Using frameworks via command line interface

IBM Spectrum Conductor Deep Learning Impact 1.2 supports using additional frameworks via the command line interface (CLI). Utilize your existing cluster resources to use any framework to run deep learning jobs using the dlicmd command.

Users can submit deep learning tasks to a particular deep learning framework provided that it was installed and made available by the cluster administrator. The dlicmd command utilizes the framework plugins that are found in the $EGO_TOP/dli/<dli-version>/dlpd/tools/dl_plugins directory. By default, some framework plugins are provided with IBM Spectrum Conductor Deep Learning Impact 1.2, including:

  • IBM Caffe
  • PowerAI Caffe (BVLC)
  • Distributed Deep Learning (DDL)
  • Caffe Large Model Support (LMS)
  • TensorFlow
  • Distributed TensorFlow
  • Keras
  • PyTorch

New plugins can be created and added to the $EGO_TOP/dli/<dli-version>/dlpd/tools/dl_plugins directory by a cluster administrator, see Add a framework.

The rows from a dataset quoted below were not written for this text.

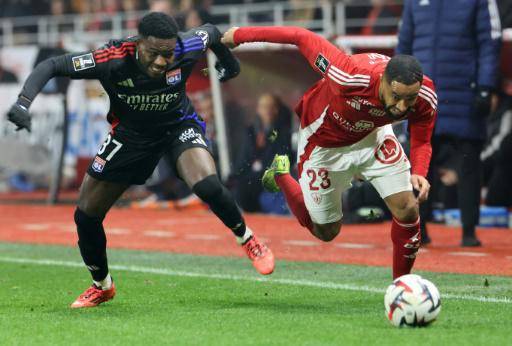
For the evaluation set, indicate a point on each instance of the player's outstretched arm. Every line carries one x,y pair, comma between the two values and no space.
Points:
310,44
18,113
77,65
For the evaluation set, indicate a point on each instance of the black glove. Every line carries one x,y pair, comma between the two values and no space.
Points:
20,117
228,69
482,102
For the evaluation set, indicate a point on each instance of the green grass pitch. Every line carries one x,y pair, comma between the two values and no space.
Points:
174,299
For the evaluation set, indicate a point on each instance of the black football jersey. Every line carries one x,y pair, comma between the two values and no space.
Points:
136,100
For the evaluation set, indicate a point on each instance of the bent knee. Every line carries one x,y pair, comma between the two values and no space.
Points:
407,211
327,232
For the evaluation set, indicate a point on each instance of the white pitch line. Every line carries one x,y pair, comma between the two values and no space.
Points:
117,231
35,226
202,236
468,254
159,233
354,246
307,283
301,242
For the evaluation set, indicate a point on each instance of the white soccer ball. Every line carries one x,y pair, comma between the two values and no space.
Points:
412,301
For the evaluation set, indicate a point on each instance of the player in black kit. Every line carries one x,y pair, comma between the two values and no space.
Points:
151,115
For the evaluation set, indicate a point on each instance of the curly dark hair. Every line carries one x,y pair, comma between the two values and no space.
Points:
158,25
404,69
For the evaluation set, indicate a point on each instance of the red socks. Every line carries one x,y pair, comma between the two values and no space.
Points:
406,242
293,194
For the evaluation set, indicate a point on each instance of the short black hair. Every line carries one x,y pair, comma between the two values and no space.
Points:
159,25
404,69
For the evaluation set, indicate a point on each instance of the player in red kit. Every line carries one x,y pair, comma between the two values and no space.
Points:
345,131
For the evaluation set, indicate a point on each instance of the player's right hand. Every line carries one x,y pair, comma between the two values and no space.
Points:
19,116
228,39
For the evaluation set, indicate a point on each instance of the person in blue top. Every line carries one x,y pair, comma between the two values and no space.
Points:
457,43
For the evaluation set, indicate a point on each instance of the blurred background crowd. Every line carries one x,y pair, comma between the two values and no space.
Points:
258,106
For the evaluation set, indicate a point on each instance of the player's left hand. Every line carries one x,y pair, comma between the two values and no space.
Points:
421,185
227,70
20,116
228,39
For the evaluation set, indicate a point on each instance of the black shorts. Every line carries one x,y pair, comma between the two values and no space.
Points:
130,157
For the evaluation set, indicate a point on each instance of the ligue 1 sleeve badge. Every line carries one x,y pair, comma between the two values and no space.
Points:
173,77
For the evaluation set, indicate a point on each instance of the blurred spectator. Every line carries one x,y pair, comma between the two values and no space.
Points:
268,135
16,8
458,47
129,6
165,6
497,155
505,8
380,17
7,76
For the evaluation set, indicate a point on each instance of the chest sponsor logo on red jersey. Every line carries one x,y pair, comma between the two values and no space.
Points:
322,63
359,126
377,112
389,151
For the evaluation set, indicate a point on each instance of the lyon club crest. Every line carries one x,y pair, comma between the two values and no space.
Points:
389,151
173,77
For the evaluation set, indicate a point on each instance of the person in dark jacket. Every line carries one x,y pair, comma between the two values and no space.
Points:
268,135
457,43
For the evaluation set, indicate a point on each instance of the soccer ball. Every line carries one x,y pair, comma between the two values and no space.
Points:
412,301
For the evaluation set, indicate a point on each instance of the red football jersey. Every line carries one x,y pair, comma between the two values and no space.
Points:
344,106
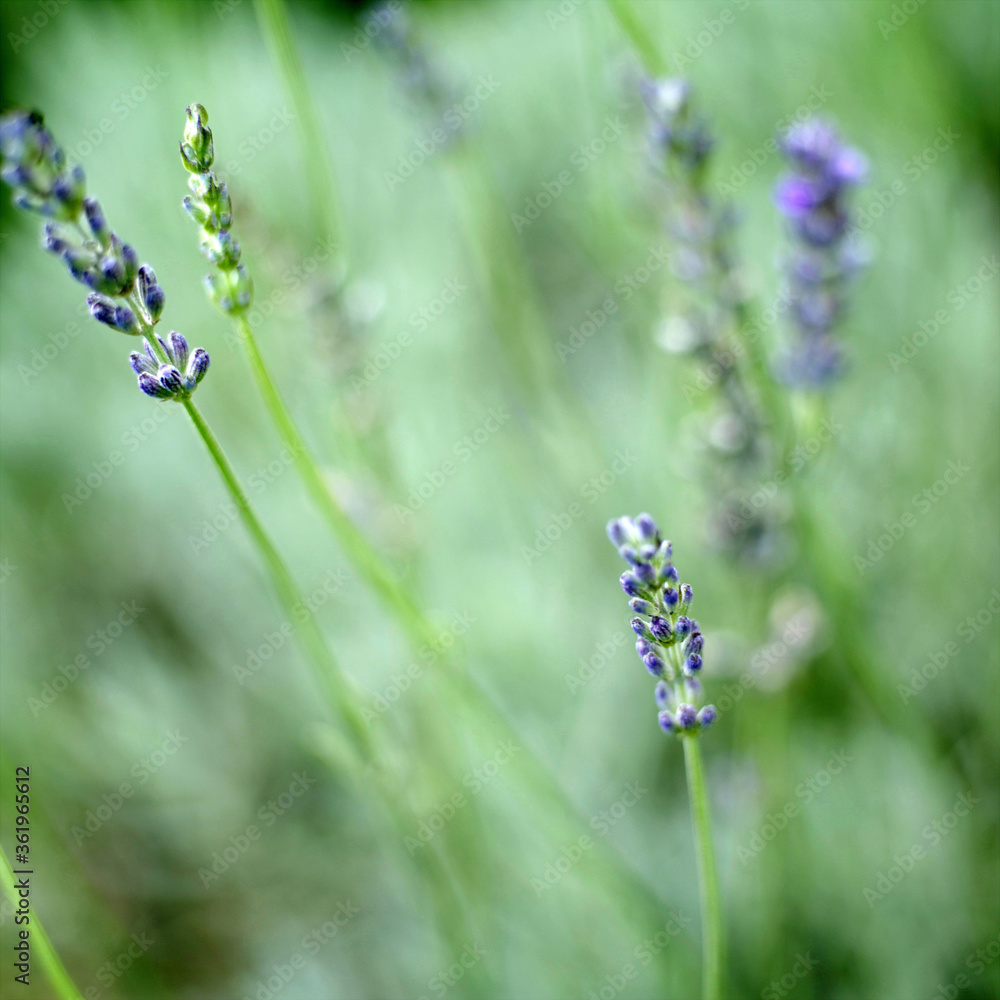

The dlicmd command assumes that models can access data sources from within the IBM Spectrum Conductor Deep Learning Impact cluster. Model data must either be dynamically downloaded, reside on shared directories, or be available from remote data connection services.

Limitations

Consider the following limitations when using framework plugins:
  • Frameworks configured with a plugin for dlicmd command can not be used from within a Jupyter notebook.
  • All dlicmd framework plugins cannot be managed from the cluster management console; they must be managed using command line.

Examples

  •  To use the TensorFlow plugin to execute a TensorFlow task using the dlicmd command, do the following:
    1. From any host, log in to IBM Spectrum Conductor Deep Learning Impact.
      $ python dlicmd.py --logon  --master-host abc.ibm.com --username Admin --password Admin
    2. List all available frameworks on host abc.ibm.com.
      $ python dlicmd.py --dl-frameworks --master-host abc.ibm.com
    3. Execute a TensorFlow task named mnist.py using instance group dliig on host abc.ibm.com.
      $ python dlicmd.py --exec-start tensorflow --master-host abc.ibm.com --ig dliig --model-main mnist.py
    4. After executing the task, there are two ways to see the submitted task, either:
      • Using the CLI:
        • Using the dlicmd and execution ID of the task, you can obtain information about the task.
      • Using the cluster management console:
        • Log in to the cluster management console and navigate to the Workload tab and select Spark > My Applications & Notebooks. The application name and execution ID is available as a submitted application. Note, no information about the execution is available under Spark > Deep Learning.
  • To use the Caffe plugin to execute a Caffe task using the dlicmd command, do the following:
    1. From any host, log in to IBM Spectrum Conductor Deep Learning Impact. This assumes that the cluster DLI_DLPD_REST_PORT is 9243 (default) and master host is a host where the DLPD service is running.
      $ python dlicmd.py --logon  --master-host abc.ibm.com --username Admin --password Admin
    2. List all available frameworks on host abc.ibm.com.
      $ python dlicmd.py --dl-frameworks --master-host abc.ibm.com
    3. Execute a Caffe-BVLC train task named lenet_solver.prototxt. To run Caffe job on multiple nodes, make sure all nodes have access to the files required by Caffe task such as models and datasets.
      $ python dlicmd.py --exec-start caffe --master-host abc.ibm.com --ig dliig --gpuPerWorker 1 --model-dir /dli_shared_fs/models/caffe --model-main lenet_solver.prototxt train
    4. After executing the task, there are two ways to see the submitted task, either:
      • Using the CLI:
        • Using the dlicmd and execution ID of the task, you can obtain information about the task.
      • Using the cluster management console:
        • Log in to the cluster management console and navigate to the Workload tab and select Spark > My Applications & Notebooks. The application name and execution ID is available as a submitted application. Note, no information about the execution is available under Spark > Deep Learning.